Surely there were other pluses?
Britain has effectively taken back control of its immigration policy and no longer pays contributions to the EU. Some argue that immigration is now fairer, as EU members are no longer automatically favoured—although immigration rates have remained stable, rather than falling as promised. The UK has also adopted stronger policies than the EU on animal welfare, an issue dear to the British heart, and has banned the export of live farm animals. More broadly, Brexit had a significant psychological effect, restoring a sense of proud independence to a nation that never got over the loss of its empire. But this renewed English patriotism has a dark side: the Brexit campaign demonized immigrants and hate crimes have more than doubled since 2015. In a recent poll, just 17 percent of Britons said Brexit had changed their lives better.
How will Johnson’s departure affect Brexit?

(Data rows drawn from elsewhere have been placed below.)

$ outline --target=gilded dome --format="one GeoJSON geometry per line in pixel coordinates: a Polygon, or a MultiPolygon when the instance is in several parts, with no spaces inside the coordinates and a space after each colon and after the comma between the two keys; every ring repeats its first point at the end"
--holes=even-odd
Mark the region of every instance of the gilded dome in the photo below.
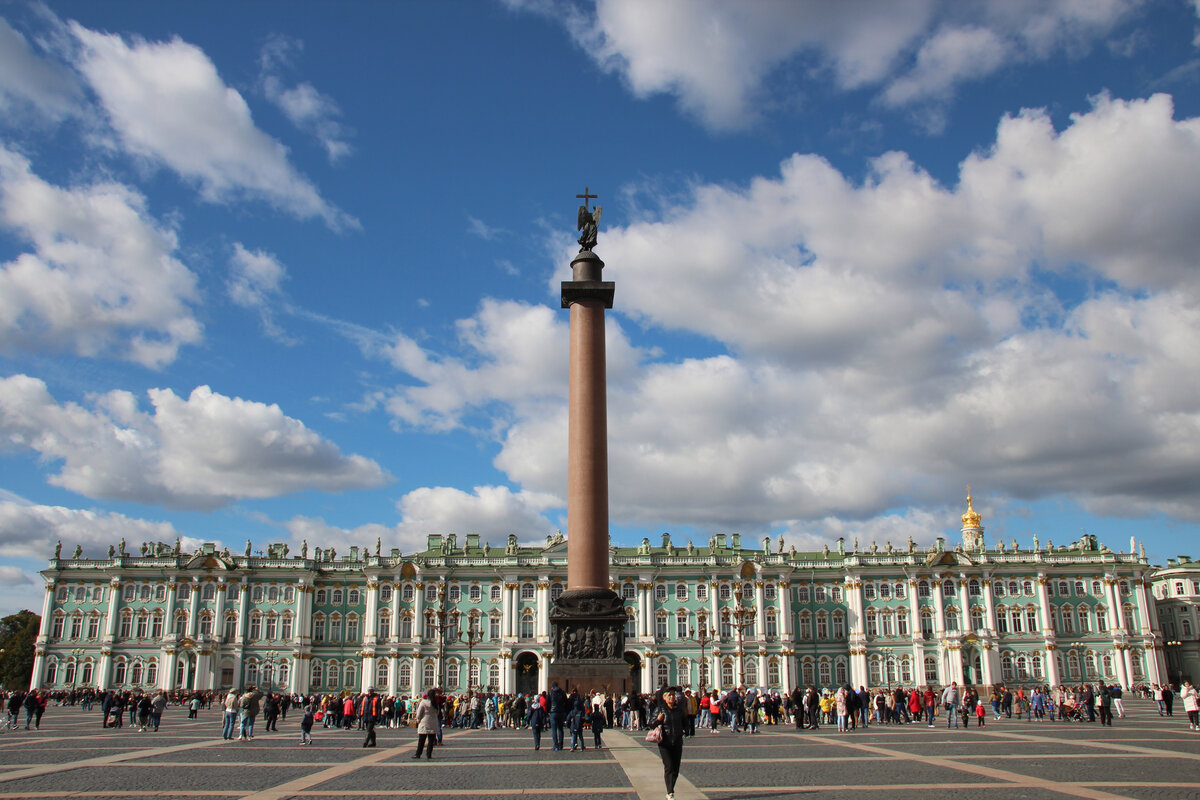
{"type": "Polygon", "coordinates": [[[971,505],[971,487],[967,487],[967,513],[962,515],[962,525],[964,528],[979,528],[983,522],[979,516],[979,512],[971,505]]]}

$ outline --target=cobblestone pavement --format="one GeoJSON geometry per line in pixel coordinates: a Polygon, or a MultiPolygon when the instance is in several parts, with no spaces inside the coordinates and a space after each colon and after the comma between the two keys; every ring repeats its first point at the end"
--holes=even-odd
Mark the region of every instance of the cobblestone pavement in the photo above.
{"type": "MultiPolygon", "coordinates": [[[[1196,798],[1200,733],[1177,712],[1127,702],[1112,728],[992,720],[979,729],[871,726],[848,734],[765,727],[704,731],[684,745],[679,800],[928,798],[951,790],[984,800],[1196,798]],[[885,793],[886,794],[883,794],[885,793]]],[[[221,714],[168,709],[158,733],[102,730],[99,711],[51,706],[41,731],[0,732],[0,800],[8,798],[284,798],[514,796],[661,800],[662,768],[640,734],[608,731],[607,749],[535,752],[526,731],[446,732],[432,761],[414,761],[415,735],[317,728],[298,744],[298,716],[249,742],[221,739],[221,714]]],[[[591,737],[589,735],[590,742],[591,737]]]]}

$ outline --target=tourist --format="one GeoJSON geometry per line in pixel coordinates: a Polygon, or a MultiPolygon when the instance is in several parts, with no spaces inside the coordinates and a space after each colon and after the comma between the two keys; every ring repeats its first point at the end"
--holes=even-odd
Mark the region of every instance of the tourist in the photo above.
{"type": "Polygon", "coordinates": [[[420,758],[424,752],[426,760],[433,759],[433,745],[437,741],[438,717],[441,714],[437,694],[437,689],[430,689],[417,704],[417,754],[413,758],[420,758]],[[426,747],[429,749],[426,750],[426,747]]]}
{"type": "Polygon", "coordinates": [[[571,750],[587,750],[583,744],[583,728],[590,720],[584,710],[583,698],[575,692],[571,692],[570,708],[567,712],[567,728],[571,731],[571,750]]]}
{"type": "Polygon", "coordinates": [[[535,697],[529,703],[529,728],[533,731],[534,750],[542,749],[542,729],[546,727],[546,709],[541,700],[544,699],[545,694],[542,692],[543,697],[535,697]]]}
{"type": "Polygon", "coordinates": [[[950,685],[942,690],[942,706],[946,709],[946,727],[958,727],[958,681],[950,681],[950,685]]]}
{"type": "Polygon", "coordinates": [[[312,703],[304,707],[304,716],[300,718],[300,744],[312,744],[313,722],[317,719],[317,710],[312,703]]]}
{"type": "Polygon", "coordinates": [[[667,784],[667,800],[675,800],[675,781],[679,778],[679,762],[683,760],[683,704],[674,686],[663,691],[663,704],[654,714],[654,727],[662,731],[658,755],[663,762],[663,779],[667,784]]]}
{"type": "Polygon", "coordinates": [[[358,718],[362,720],[363,727],[367,731],[366,738],[363,739],[363,747],[375,746],[375,724],[379,720],[381,709],[379,695],[375,694],[375,689],[368,689],[358,709],[358,718]]]}
{"type": "Polygon", "coordinates": [[[162,723],[163,711],[167,708],[167,696],[160,689],[154,695],[154,702],[150,705],[150,724],[154,726],[154,732],[158,733],[158,726],[162,723]]]}
{"type": "Polygon", "coordinates": [[[266,730],[277,731],[275,720],[279,718],[279,698],[274,692],[267,692],[266,698],[263,700],[262,706],[263,722],[266,723],[266,730]]]}
{"type": "Polygon", "coordinates": [[[563,719],[567,713],[567,693],[559,688],[558,681],[550,684],[550,738],[555,750],[563,749],[563,719]]]}
{"type": "MultiPolygon", "coordinates": [[[[606,727],[606,722],[607,722],[607,720],[604,717],[604,707],[603,706],[594,706],[592,708],[591,722],[592,722],[592,746],[595,747],[597,750],[600,750],[604,747],[604,742],[601,737],[604,734],[604,728],[606,727]]],[[[696,735],[696,725],[695,725],[695,723],[689,723],[689,724],[691,725],[691,729],[692,729],[691,735],[695,736],[696,735]]]]}
{"type": "Polygon", "coordinates": [[[1187,712],[1188,729],[1200,731],[1200,692],[1191,681],[1184,681],[1179,696],[1183,698],[1183,710],[1187,712]]]}
{"type": "Polygon", "coordinates": [[[1172,708],[1175,705],[1175,692],[1169,683],[1164,683],[1162,686],[1162,701],[1163,709],[1167,712],[1167,716],[1175,716],[1172,712],[1172,708]]]}
{"type": "Polygon", "coordinates": [[[222,739],[233,738],[233,731],[237,725],[239,696],[236,689],[231,689],[225,695],[225,730],[221,736],[222,739]]]}

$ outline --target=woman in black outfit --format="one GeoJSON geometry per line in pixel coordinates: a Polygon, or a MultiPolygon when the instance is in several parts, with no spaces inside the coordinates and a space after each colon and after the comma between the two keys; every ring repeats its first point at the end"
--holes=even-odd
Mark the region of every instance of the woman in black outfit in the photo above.
{"type": "Polygon", "coordinates": [[[683,758],[683,730],[687,712],[679,700],[679,691],[672,686],[663,691],[662,705],[654,710],[653,727],[662,728],[658,756],[663,762],[663,778],[667,783],[667,800],[675,800],[675,780],[679,777],[679,762],[683,758]]]}

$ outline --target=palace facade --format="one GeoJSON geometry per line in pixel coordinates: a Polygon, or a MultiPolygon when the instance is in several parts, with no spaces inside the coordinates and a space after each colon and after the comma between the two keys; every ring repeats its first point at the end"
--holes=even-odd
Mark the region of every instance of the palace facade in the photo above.
{"type": "MultiPolygon", "coordinates": [[[[1095,537],[989,547],[967,498],[962,541],[820,552],[702,546],[670,534],[611,548],[625,601],[625,659],[646,691],[1167,679],[1141,553],[1095,537]]],[[[550,610],[566,540],[504,547],[431,535],[424,551],[231,554],[125,543],[104,558],[56,553],[32,685],[63,689],[419,694],[426,687],[546,688],[550,610]]],[[[1197,592],[1200,594],[1200,592],[1197,592]]],[[[1195,620],[1193,620],[1193,625],[1195,620]]]]}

The Conservative Party’s race to replace Johnson as prime minister, pitting Foreign Secretary Liz Truss against former Chancellor of the Exchequer Rishi Sunak, has taken shape as an ideological battle over Britain’s post-EU future. It has become Tory orthodoxy to show no regrets about Brexit, and Truss, the favourite, booed for voting Remain. But he now backs the Singapore-on-Thames option, saying it would cut regulation. Sunak, instead, would spend on social services and raise taxes on corporations. Meanwhile, -the opposition Labor Party under Keir Starmer has adopted the new slogan “Make Brexit Work”, pledging to make the most of what it calls a “bad deal” if it takes power. Other key Labor figures, however, including London Mayor Sadiq Khan, want the UK to return to the European single market. Brexit, Khan said, is “the biggest self-harm ever done to a country”.
A divided kingdom
Brexit has weakened the bonds between the four countries of the United Kingdom: England, Scotland, Wales and Northern Ireland. The new customs border between Northern Ireland and the rest of the UK is a symbolic break between Belfast and London, and there is now talk among Northern Irish nationalists of holding a long-term referendum to leave the UK for unification with Ireland. Scotland is even more likely to hold an independence vote. Most Scots, 62 percent, voted to remain in the EU and many want to rejoin. While Scottish voters rejected independence in 2014, in a poll last year more than half said they wanted a new referendum. Scottish First Minister Nicola Sturgeon is currently fighting in court to give them one. “Scottish democracy,” he said, “will not be imprisoned.”